Route information
- Known for: The longest abbreviation in the world

Location
- Country: Malaysia
- States: Perak
- Districts: Hilir Perak District
- Major cities: Teluk Intan

Highway system
- Highways in Malaysia; Expressways; Federal; State;

= Jalan SKOMK =

Jalan Syarikat Orang-Orang Melayu Kerajaan Hilir Perak Bekerja Sama-Sama Kerana Jimat Cermat Simpanan Dan Pinjaman Wang Dengan Tanggungan Berhad, commonly known as Jalan SKOMK or formerly known as Jalan SKOMKHPKJCDPWB is a road which is located in Teluk Intan, Hilir Perak District, Perak, Malaysia.
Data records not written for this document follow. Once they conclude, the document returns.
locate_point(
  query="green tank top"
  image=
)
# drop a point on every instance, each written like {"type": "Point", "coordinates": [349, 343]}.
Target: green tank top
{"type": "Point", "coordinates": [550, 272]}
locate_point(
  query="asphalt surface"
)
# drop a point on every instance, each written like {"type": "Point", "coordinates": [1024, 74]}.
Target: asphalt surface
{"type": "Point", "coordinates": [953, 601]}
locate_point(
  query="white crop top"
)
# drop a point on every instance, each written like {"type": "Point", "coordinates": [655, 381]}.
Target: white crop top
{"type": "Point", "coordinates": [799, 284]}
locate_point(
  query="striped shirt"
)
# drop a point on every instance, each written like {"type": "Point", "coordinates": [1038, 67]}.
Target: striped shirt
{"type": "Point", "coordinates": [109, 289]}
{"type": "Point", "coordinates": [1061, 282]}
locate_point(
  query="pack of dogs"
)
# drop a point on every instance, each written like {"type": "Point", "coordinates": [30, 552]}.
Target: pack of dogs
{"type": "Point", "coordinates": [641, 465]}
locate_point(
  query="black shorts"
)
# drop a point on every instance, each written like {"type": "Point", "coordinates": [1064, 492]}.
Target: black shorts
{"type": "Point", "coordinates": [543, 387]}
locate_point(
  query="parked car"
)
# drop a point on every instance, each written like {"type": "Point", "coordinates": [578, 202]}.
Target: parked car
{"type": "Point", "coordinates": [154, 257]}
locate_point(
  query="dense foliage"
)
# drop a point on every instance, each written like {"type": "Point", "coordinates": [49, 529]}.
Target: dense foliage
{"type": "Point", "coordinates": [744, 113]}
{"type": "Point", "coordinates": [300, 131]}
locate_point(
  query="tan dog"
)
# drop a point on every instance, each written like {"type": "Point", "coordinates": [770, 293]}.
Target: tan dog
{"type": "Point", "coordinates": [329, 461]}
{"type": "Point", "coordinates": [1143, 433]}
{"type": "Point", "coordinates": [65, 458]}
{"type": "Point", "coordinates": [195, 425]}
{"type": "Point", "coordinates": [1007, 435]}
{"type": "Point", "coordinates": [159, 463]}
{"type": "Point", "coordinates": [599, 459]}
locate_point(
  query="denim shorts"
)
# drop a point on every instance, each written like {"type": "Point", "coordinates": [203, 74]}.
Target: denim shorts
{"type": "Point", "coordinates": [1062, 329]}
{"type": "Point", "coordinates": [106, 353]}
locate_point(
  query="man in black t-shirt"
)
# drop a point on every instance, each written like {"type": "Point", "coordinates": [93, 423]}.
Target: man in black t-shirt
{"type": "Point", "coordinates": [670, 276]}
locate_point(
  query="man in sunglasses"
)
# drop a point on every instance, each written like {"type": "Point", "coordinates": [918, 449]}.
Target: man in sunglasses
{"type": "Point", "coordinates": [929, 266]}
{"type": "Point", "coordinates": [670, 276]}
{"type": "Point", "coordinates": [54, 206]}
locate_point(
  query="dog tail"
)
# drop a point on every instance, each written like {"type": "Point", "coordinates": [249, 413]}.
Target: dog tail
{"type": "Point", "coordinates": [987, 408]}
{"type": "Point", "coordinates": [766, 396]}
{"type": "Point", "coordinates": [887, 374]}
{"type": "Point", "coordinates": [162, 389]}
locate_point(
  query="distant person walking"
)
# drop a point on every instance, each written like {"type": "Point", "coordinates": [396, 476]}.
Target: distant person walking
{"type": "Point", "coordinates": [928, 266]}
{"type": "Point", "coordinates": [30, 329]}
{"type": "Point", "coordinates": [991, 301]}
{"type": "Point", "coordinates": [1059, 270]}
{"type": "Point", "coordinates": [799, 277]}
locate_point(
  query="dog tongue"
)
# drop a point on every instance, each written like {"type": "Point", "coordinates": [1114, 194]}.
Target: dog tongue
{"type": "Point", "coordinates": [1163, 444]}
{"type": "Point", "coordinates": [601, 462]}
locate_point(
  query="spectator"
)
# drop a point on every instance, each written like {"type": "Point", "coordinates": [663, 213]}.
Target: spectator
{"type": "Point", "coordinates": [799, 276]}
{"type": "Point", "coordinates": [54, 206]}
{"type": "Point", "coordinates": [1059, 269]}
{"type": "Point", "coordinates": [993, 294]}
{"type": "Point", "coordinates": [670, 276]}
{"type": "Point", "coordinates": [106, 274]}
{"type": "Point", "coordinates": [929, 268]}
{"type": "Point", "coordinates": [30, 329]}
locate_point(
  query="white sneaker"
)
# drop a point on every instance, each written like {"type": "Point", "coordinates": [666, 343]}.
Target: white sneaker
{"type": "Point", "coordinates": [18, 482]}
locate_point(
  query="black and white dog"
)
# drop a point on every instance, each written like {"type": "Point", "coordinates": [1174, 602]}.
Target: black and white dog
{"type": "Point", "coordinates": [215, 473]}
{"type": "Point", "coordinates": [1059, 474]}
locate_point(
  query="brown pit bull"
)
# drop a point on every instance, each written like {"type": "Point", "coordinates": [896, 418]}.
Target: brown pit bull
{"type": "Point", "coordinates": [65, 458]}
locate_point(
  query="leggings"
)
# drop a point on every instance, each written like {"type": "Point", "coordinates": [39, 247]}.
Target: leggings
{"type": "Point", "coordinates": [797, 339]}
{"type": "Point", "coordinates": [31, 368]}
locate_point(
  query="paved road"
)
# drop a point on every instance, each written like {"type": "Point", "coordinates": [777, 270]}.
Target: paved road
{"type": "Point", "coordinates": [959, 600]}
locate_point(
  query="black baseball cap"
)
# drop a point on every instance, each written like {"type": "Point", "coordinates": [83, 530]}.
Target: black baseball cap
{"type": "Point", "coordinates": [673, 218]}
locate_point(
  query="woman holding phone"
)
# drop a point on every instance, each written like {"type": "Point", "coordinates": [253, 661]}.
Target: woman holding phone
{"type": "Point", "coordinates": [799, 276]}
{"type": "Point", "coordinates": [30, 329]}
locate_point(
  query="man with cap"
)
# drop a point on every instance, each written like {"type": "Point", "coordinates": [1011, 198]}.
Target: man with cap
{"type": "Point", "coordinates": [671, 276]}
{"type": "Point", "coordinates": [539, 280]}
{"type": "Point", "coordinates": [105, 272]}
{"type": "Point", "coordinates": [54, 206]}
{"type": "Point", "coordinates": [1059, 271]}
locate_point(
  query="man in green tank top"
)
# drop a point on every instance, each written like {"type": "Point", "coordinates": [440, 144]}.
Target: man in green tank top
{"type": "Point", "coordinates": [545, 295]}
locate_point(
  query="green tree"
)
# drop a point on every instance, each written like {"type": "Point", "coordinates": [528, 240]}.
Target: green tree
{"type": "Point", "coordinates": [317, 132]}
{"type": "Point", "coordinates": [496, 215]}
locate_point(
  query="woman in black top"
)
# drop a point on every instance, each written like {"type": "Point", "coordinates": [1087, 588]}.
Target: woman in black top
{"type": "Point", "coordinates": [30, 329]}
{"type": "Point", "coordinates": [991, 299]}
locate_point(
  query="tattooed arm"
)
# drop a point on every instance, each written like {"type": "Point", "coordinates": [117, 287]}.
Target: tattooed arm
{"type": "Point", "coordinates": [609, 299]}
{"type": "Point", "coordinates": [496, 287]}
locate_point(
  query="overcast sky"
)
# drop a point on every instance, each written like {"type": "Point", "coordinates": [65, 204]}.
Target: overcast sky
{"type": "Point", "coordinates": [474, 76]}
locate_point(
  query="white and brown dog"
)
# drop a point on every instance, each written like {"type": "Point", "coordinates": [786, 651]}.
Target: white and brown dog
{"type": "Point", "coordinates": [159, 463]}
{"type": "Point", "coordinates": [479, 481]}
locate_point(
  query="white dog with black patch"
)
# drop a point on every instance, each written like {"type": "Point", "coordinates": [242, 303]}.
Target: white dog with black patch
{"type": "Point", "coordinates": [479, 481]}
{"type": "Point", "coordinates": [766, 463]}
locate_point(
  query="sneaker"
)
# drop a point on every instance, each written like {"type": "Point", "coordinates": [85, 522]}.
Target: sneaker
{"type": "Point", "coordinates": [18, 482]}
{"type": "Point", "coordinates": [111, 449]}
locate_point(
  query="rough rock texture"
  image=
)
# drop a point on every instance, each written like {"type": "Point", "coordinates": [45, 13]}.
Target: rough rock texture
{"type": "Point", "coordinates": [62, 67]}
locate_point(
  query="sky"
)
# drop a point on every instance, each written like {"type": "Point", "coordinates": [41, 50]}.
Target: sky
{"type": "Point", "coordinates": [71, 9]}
Jalan SCOMK's full abbreviation name, S.K.O.M.K.H.P.K.J.C.D.P.W.B. is recognized by Guinness World Records as the longest abbreviation in 2022 until today.

==Naming==
Jalan SKOMK's full name translate to English is "The Company of Malay People of the Hilir Perak Government Working Together Because of Thriftiness in Savings and Loans with Limited Liability Street". This company was formed during British Malaya (Federated Malay States) back in 1923. It was inscribed into the Great Western Railway (GWR) a year after the cooperative was formed and became the origin of the road name.